Accept-Datetime

Web archives store snapshots of pages over time, and retrieving a specific snapshot requires datetime negotiation. The Accept-Datetime request header asks the server for a historical version of a resource captured at or near a specific date and time.

Usage

The Accept-Datetime header is part of the Memento protocol, a framework for accessing past versions of web resources. When a client sends this header with a date value, the server looks for an archived snapshot (called a Memento) closest to the requested date.

The Memento protocol defines several roles. An original resource (the live page) is hosted on a regular server. A TimeGate is an endpoint accepting datetime negotiation and redirecting to the best-matching Memento. A TimeMap lists all available Mementos for a given resource.

After processing the request, the server includes a Memento-Datetime response header indicating the exact capture date of the returned snapshot. The response status is typically 200 OK when served directly, or 302 Found when a TimeGate redirects to the archived copy.

The date format follows the standard HTTP date syntax. Precision depends on the archive: some services store daily snapshots, others capture pages multiple times per day.

Values

HTTP-date

An IMF-fixdate timestamp specifying the preferred point in time.
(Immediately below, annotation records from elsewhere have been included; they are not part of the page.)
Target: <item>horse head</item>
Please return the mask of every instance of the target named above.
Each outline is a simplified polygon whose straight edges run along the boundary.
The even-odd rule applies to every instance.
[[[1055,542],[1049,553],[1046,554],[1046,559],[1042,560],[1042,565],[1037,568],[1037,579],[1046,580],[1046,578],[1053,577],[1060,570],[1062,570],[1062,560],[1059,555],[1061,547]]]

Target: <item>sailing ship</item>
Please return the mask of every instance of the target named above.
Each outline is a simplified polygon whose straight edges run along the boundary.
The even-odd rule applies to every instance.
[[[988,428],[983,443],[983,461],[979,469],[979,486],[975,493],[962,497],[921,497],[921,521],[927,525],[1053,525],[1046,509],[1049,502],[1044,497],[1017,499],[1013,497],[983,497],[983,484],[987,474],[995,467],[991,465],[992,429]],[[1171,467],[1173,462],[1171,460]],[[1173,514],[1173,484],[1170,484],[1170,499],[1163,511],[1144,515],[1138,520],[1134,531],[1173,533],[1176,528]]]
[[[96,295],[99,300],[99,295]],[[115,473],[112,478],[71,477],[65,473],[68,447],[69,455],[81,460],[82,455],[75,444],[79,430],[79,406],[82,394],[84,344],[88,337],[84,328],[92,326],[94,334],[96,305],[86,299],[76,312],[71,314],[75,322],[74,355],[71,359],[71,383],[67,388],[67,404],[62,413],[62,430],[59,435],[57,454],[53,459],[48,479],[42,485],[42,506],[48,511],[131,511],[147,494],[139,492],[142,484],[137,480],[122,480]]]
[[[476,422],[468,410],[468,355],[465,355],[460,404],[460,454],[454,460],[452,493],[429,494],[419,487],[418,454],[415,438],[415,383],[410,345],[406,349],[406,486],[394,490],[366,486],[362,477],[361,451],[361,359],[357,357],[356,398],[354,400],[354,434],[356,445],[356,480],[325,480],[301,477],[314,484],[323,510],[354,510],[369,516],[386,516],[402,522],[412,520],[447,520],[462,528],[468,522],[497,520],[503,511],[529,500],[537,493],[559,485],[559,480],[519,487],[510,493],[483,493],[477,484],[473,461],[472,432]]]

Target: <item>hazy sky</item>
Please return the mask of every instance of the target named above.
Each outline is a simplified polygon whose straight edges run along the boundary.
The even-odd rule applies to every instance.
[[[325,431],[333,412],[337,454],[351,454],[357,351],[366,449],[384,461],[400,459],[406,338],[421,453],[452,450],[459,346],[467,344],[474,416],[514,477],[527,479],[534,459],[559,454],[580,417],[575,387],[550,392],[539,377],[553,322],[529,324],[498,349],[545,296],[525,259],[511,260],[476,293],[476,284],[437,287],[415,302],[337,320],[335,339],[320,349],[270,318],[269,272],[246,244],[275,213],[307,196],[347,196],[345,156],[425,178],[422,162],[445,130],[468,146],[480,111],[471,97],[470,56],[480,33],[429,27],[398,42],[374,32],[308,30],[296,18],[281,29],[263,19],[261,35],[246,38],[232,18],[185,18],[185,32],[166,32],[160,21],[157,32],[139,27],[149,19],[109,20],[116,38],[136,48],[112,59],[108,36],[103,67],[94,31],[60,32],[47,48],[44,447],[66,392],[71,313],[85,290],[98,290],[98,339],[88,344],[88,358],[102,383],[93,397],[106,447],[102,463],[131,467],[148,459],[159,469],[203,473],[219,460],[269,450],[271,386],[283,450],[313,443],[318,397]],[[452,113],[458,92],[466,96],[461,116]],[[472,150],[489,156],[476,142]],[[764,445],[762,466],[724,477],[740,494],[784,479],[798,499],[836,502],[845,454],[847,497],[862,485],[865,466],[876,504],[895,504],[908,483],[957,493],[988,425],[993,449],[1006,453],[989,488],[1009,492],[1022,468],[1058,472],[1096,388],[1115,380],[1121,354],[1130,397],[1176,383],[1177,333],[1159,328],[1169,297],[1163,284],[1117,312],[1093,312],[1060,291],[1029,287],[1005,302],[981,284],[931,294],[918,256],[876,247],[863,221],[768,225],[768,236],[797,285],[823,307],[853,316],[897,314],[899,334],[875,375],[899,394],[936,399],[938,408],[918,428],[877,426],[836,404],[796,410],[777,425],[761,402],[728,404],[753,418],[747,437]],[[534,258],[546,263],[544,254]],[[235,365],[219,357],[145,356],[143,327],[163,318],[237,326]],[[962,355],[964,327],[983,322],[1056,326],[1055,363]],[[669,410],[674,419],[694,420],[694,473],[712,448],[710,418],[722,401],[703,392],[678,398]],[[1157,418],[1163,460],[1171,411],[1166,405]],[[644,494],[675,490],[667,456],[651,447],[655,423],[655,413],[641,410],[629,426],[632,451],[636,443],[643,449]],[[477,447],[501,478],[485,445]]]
The format follows Day, DD Mon YYYY HH:MM:SS GMT.

Example

A client requesting a snapshot of a resource from January 2015. The date follows the required IMF-fixdate format with a GMT timezone.

Accept-Datetime: Thu, 15 Jan 2015 00:00:00 GMT

A full request to a TimeGate, asking for the version of a page archived closest to July 2020.

GET /timegate/https://example.re/ HTTP/1.1
Host: web.archive.org
Accept-Datetime: Wed, 01 Jul 2020 12:00:00 GMT

The server responds with the closest available Memento and includes the actual capture date.

HTTP/1.1 302 Found
Location: /web/20200702/https://example.re/
Memento-Datetime: Thu, 02 Jul 2020 03:14:22 GMT
Vary: Accept-Datetime

Note

The returned snapshot does not always match the exact requested date. Web archives select the closest available capture based on retention policies and crawl frequency.